The City is continually implementing cost-saving measures to be responsible stewards of tax-payer money. Examples of recent cost-saving measures include small changes like reducing staff travel, office expenditures and purchasing police vehicles in bulk to receive quantity discounts, and large changes like repurposing $2.4 million through a comprehensive review of City accounts, being more diligent about using one-time money to pay for one-time needs, and energy efficiency improvements in buildings and parks.
Because the City paid off two existing bonds in 2019, the GO bond has minimal new financial impact on property owners – an increase of less than $5 a year for the average residential property owner. Commercial properties are calculated differently. At the City’s current bond rate, commercial property owners can expect to pay $25.72 total a year per $100,000 of taxable value.
There are three reasons why property taxes fluctuate from year to year:
1) A tax rate increase from one of the taxing entities including the county, utility districts, libraries and school districts;
2) An increase in the assessed taxable value of your property, and
3) How the values of other properties in the area fluctuate.

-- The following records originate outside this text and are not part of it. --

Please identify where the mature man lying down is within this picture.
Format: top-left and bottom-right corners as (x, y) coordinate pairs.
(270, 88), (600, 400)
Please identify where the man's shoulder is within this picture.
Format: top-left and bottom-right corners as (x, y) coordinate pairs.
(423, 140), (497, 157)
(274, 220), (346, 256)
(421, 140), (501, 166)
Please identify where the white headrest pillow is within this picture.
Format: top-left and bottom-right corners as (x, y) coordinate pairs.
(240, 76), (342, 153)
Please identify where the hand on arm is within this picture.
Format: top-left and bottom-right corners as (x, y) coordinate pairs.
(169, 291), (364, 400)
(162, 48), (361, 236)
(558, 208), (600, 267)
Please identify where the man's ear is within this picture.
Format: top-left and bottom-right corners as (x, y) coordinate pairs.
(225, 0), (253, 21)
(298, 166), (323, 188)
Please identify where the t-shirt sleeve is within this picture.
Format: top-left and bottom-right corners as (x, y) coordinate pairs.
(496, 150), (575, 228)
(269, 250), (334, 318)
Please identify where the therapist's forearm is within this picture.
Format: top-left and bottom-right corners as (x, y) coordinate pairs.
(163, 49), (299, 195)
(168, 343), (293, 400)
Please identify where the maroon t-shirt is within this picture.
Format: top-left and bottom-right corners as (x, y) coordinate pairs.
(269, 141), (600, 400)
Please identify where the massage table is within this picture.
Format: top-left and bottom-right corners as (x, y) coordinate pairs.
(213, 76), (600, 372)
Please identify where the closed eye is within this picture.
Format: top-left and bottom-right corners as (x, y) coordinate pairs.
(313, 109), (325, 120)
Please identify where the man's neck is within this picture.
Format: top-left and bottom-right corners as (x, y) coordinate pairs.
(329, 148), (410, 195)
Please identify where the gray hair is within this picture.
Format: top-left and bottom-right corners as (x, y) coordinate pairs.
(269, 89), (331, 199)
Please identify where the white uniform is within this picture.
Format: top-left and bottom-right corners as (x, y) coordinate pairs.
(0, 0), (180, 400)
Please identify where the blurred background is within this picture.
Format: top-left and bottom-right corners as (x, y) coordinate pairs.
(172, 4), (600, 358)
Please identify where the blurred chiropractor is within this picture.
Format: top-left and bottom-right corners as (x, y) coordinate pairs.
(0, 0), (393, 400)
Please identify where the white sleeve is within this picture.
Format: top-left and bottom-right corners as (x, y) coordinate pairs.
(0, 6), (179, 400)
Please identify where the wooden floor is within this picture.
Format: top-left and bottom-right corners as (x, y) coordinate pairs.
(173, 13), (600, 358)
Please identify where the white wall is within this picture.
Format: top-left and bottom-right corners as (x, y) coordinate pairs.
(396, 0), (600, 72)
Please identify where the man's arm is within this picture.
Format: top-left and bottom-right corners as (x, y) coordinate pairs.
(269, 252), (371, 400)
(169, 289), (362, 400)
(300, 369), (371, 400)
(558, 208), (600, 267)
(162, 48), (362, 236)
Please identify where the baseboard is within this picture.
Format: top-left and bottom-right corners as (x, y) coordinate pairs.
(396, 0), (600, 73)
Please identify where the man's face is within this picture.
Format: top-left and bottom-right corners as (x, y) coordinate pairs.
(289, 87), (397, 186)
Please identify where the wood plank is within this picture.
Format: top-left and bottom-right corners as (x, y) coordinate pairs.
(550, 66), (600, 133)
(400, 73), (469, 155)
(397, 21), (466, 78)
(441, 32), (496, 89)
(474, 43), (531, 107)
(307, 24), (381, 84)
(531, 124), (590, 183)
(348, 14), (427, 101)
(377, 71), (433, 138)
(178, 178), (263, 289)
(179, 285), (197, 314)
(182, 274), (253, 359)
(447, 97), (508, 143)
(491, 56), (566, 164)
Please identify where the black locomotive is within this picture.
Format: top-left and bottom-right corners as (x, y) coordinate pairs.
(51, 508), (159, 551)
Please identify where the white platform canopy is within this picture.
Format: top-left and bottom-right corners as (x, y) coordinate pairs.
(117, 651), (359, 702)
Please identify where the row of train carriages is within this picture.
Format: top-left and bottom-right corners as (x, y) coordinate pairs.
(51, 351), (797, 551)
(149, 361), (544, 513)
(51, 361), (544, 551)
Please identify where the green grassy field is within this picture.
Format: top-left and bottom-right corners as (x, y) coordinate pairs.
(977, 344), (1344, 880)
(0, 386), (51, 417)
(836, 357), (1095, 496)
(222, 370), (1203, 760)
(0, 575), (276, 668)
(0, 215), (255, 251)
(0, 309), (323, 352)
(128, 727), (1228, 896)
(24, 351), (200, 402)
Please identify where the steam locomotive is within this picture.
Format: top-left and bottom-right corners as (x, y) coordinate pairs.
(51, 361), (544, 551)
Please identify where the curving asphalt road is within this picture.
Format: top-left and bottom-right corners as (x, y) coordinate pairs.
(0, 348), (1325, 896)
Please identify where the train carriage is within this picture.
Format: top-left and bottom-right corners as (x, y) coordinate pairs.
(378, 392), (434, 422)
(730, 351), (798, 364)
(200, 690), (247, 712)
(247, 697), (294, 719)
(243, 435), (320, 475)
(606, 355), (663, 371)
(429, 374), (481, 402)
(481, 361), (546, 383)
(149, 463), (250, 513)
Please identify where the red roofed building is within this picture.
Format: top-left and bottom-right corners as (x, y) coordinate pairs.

Tax bill increases will come in phases, because the City will issue a few smaller bonds (no more than $87 million total) rather than one large $87 million bond. This means the full impact to property tax bills will not happen all at once. This allows the City to maximize bond funding over the full 10-year period allotted. Salt Lake City sold the first $20-million installment of the bond in October 2019 and this will appear on property tax bills in the following tax cycle.
Anyone who spends money in Salt Lake City. This means that, instead of residents carrying the majority of the burden, about 60 percent of this revenue is paid by nonresidents – office workers, visitors, tourists.
Currently, Salt Lake City’s new sales tax rate (effective August 2018) is 7.35%. Comparatively, the current sales tax rate in Murray and South Salt Lake is 7.10% and includes groceries and large purchases. Park City has a tax rate of 8.45% and Moab’s tax rate is 8.60%. The sales tax rate in Sandy City and Provo is 6.85%.
Revenue generated through the sales tax increase is being treated as a separate budget item; setting a precedent of use by future administrations. Residents can track how revenue is being spent on the Funding Our Future Dashboard.
The Funding Our Future sales tax revenue and expenditures, though collected and spent exclusively, is part of the usual, annual budget process. Every year, the Mayor works with each City department to draft a recommended budget. The Mayor then presents her recommended budget to the City Council on May 5 (for the fiscal year of July 1 2020 – June 30 2021). The Council holds several discussions in May and June, which the public is welcome to attend. State law requires the Council to adopt the budget by the end of June. The Funding Our Future streets reconstruction bond followed the normal general obligation bond process. For more information on the GO bond, read this. To learn more about the budget process, read this.
Fund Balance, also known as a “rainy day fund,” is the account that represents the City’s savings account in case of an emergency or other urgent funding needs. A portion of the Funding Our Future sales tax revenue goes into this “rainy day fund.” When City revenues increase (as was the case with Funding Our Future additional sales tax revenue), the City is required to maintain an amount equal to 13% of its yearly revenue in Fund Balance.
City leaders can only change the amount of sales tax with State legislative approval. In 2015, when legislators decided to relocate the State prison to northwest Salt Lake City, they provided the City with the rare opportunity to raise its portion of sales tax by 0.5 percent (as part of HB454).